As previously fleshed out, the American Rescue Act aims to solve the majority of Covid-related issues through monetary solutions. This is effective in providing immediate relief for citizens during such times of crisis. With the economy remaining weak due to the pandemic and unemployment rates at a high, America faces extensive hardship. This legislation aims to directly address said issues, setting a stage “for a stronger and more equitable recovery.”[2] The bill primarily tackles the economic crisis, substantially reducing poverty by providing middle and lower-income families with supplemental money through stimulus checks. An analysis by the Center on Poverty and Social Policy at Columbia University found that the American Rescue Plan, remaining very similar to the bill passed, could cut child poverty by more than half[3] and “reduce poverty by almost 300 percent in 2021, moving 12 million Americans above the poverty line.”[1] Through its extension of unemployment benefits, this legislation would help jobless workers, ensuring their bills are paid and their families cared for. Moreover, the Act includes all citizens in its vast benefits, extending “a federal supplement to help Puerto Rico expand its local EITC”[2] as well as correcting “a long-standing limitation by which only families with three or more children in the Commonwealth can claim the Child Tax Credit.”[2] These amendments make up two historic firsts, standing by the president’s words of inclusivity and equity under the law. 

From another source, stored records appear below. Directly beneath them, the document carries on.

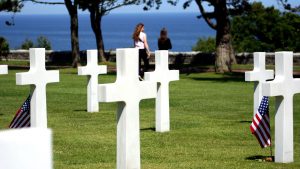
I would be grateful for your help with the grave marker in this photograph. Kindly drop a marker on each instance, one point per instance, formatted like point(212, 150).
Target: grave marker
point(92, 70)
point(259, 75)
point(128, 91)
point(29, 148)
point(162, 76)
point(37, 78)
point(283, 87)
point(3, 69)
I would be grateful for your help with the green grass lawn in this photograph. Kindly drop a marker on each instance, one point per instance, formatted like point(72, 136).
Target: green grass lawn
point(210, 119)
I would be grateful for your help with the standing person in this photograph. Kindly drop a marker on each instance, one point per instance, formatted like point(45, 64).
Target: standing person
point(164, 43)
point(140, 41)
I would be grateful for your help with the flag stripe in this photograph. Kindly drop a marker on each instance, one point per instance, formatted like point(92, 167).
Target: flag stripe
point(260, 125)
point(22, 117)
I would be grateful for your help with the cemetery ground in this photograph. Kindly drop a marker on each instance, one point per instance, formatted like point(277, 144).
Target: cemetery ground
point(210, 115)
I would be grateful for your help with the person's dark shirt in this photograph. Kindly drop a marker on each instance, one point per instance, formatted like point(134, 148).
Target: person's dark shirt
point(164, 44)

This bill works towards directly combating the root of many prevalent issues regarding the economy and pandemic response — though it is far from perfect. The majority of its flaws can be attributed to its hefty price tag of $1.9 trillion and reliance upon monetary solutions. This massive bill is “roughly twice the size of the stimulus bill Obama signed shortly after taking office, in 2009.”[1] This is mainly a result of fear of underserving, a mistake of Obama’s 2009 bill. The stimulus checks, for example, contain significantly more money than the previous rounds of stimulus payments authorized under the following COVID-19 acts: the Consolidated Appropriations Act of 2021 and the CARES Act of 2020, with a total budgetary cost of $411 billion. On top of this, Congress has already passed trillions of dollars in aid “since last year, leaving the country’s deficit at its second-highest since World War II.”[4] Such deficit-financed spending could potentially increase the difficulty for money in later long-term investments rather than a short-term relief package. This federal spending could overheat the economy, triggering another great risk: inflation. With “consumer spending already on the rise,”[4] such a surge in federal spending could impose this detrimental issue. This would evidently reduce the overall impact of the expensive pandemic aid, making it a “costly overkill.” Furthermore, if not correctly handled, this could develop into an even greater economic challenge, unable to be easily managed. However, this legislation raises another issue, one revolving around the very tactic being utilized. The majority of the bill’s key provisions would expire over the next few months, making the act itself only a temporary measure. In this way, such a large bill could have barely a long-term impact, leading many to question its practicality.  

After over a year of economic restrictions, the American Rescue Act aims to mitigate the many afflictions caused by the pandemic. This legislation uses significant federal spending, over a third of the 2020 federal budget of about $4.5 trillion, making it the biggest stimulus in American history. Many believe a bill of such great magnitude is necessary to confidently mitigate the adversity millions have faced due to the pandemic, however, others argue it is too much, and some persist it is too little. Whether this bill will live up to its extensive acclamation is only a test of time as we see how its many key provisions play out. Until then, we can only ponder the main point of contention: how much is enough?